On Mon, Sep 02, 2019 at 09:57:36AM +0100, Daniel P. Berrangé wrote:
> On Mon, Sep 02, 2019 at 04:27:18PM +1000, David Gibson wrote:
> > On Fri, Aug 30, 2019 at 07:45:43PM +0200, Greg Kurz wrote:
> > > On Fri, 30 Aug 2019 17:34:13 +0100
> > > Daniel P. Berrangé <address@hidden> wrote:
> > > 
> > > > On Fri, Aug 30, 2019 at 06:13:45PM +0200, Laurent Vivier wrote:
> > > > > When we hotplug a CPU on memory-less/cpu-less node, the linux kernel
> > > > > crashes.
> > > > > 
> > > > > This happens because linux kernel needs to know the NUMA topology at
> > > > > start to be able to initialize the distance lookup table.
> > > > > 
> > > > > On pseries, the topology is provided by the firmware via the existing
> > > > > CPUs and memory information.

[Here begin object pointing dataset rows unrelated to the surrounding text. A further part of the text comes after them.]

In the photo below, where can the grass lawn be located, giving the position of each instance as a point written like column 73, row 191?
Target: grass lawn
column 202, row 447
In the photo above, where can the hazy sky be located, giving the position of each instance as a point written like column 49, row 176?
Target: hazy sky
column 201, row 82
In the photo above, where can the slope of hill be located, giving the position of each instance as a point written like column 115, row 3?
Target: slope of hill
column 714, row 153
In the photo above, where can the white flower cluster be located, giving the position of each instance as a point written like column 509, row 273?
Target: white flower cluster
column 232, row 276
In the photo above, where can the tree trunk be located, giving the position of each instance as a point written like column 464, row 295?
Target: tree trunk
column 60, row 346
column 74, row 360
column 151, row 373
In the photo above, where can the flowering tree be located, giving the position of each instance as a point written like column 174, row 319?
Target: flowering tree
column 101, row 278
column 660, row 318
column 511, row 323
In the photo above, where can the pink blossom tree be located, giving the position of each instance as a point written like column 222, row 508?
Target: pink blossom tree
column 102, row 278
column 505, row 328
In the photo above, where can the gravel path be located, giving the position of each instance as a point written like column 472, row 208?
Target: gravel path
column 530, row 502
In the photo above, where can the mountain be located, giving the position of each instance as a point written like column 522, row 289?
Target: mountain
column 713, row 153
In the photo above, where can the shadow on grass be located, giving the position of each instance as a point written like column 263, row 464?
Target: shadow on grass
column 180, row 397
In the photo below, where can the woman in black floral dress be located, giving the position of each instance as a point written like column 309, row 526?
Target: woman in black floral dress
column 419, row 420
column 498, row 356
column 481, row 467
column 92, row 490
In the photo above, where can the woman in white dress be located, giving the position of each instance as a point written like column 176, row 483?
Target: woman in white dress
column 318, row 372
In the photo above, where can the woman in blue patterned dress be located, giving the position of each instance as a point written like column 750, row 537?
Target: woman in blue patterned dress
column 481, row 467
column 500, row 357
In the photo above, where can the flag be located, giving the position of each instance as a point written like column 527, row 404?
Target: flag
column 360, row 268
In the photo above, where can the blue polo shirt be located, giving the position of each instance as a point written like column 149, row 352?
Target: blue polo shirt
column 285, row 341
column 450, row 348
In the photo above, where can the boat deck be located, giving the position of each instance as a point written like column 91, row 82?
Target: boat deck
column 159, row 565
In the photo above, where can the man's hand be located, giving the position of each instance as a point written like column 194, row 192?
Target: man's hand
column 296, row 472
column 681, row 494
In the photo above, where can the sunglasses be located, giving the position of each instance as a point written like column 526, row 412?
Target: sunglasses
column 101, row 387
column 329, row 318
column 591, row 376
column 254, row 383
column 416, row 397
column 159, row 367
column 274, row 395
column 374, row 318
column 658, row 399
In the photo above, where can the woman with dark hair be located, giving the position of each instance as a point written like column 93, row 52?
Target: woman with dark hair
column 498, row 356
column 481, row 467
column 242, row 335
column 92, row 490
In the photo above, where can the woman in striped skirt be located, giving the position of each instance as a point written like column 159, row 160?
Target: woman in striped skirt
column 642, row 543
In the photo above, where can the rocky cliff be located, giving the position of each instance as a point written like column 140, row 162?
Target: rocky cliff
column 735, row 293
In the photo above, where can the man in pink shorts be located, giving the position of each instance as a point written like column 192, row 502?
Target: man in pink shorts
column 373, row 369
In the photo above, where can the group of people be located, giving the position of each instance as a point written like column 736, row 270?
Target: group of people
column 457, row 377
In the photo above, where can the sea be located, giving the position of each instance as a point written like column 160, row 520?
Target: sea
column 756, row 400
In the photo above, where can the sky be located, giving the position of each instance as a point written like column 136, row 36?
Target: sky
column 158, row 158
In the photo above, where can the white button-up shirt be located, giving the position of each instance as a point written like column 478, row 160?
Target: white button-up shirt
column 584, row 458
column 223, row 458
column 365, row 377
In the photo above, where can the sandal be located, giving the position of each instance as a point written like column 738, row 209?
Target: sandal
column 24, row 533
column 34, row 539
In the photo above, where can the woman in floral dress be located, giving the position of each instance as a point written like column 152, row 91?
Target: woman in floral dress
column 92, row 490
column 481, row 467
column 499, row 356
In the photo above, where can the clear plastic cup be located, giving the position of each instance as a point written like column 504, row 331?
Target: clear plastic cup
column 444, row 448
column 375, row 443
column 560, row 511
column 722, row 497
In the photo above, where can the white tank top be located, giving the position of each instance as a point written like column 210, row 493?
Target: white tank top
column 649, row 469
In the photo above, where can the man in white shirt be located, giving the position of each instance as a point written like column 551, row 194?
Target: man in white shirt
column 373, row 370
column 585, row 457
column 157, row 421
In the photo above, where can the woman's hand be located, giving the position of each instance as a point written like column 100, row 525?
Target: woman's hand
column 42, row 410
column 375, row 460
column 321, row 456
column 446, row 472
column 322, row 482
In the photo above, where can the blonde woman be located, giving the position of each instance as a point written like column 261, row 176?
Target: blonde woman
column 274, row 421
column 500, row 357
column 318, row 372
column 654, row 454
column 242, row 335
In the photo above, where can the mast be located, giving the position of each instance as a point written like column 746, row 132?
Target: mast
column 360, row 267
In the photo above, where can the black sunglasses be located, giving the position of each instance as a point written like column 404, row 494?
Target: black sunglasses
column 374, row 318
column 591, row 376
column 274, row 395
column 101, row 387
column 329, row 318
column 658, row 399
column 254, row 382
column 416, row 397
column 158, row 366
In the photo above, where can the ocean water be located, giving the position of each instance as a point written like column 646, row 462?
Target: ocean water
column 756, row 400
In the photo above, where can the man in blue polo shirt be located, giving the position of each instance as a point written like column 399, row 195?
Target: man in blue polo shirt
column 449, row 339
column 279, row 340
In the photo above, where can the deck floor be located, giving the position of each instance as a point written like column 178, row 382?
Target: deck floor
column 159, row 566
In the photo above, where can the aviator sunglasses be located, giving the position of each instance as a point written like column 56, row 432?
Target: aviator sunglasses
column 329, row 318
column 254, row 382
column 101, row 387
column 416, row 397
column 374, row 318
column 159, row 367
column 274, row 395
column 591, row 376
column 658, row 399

Thus a node without memory and CPU 
> > > > > cannot be
> > > > > discovered by the kernel.
> > > > > 
> > > > > To avoid the kernel crash, do not allow to start pseries with empty
> > > > > nodes.
> > > > 
> > > > This describes one possible guest OS. Is there any reasonable chance
> > > > that a non-Linux guest might be able to handle this situation correctly,
> > > > or do you expect any guest to have the same restriction ?
> > 
> > That's... a more complicated question than you'd think.
> > 
> > The problem here is it's not really obvious in PAPR how topology
> > information for nodes without memory should be described in the device
> > tree (which is the only way we given that information to the guest).
> > 
> > It's possible there's some way to encode this information that would
> > make AIX happy and we just need to fix Linux to cope with that, but
> > it's not really clear what it would be.
> > 
> > > I can try to grab an AIX image and give a try, but anyway this looks like
> > > a very big hammer to me... :-\
> > 
> > I'm not really sure why everyone seems to think losing zero-memory
> > node capability is such a big deal.  It's never worked in practice on
> > POWER and we can always put it back if we figure out a sensible way to
> > do it.
> 
> I'm not that bothered - I just wanted to double check that we were not
> intentionally breaking a non-Linux guest OS that was known to work today.

There are no non-Linux guests that are known to work today, unless you
count the kvm-unit-tests micro-OS.  AIX support is coming along, but
it's by no means established.

-- 
David Gibson                    | I'll have my music baroque, and my code
david AT gibson.dropbear.id.au  | minimalist, thank you.  NOT _the_ _other_
                                | _way_ _around_!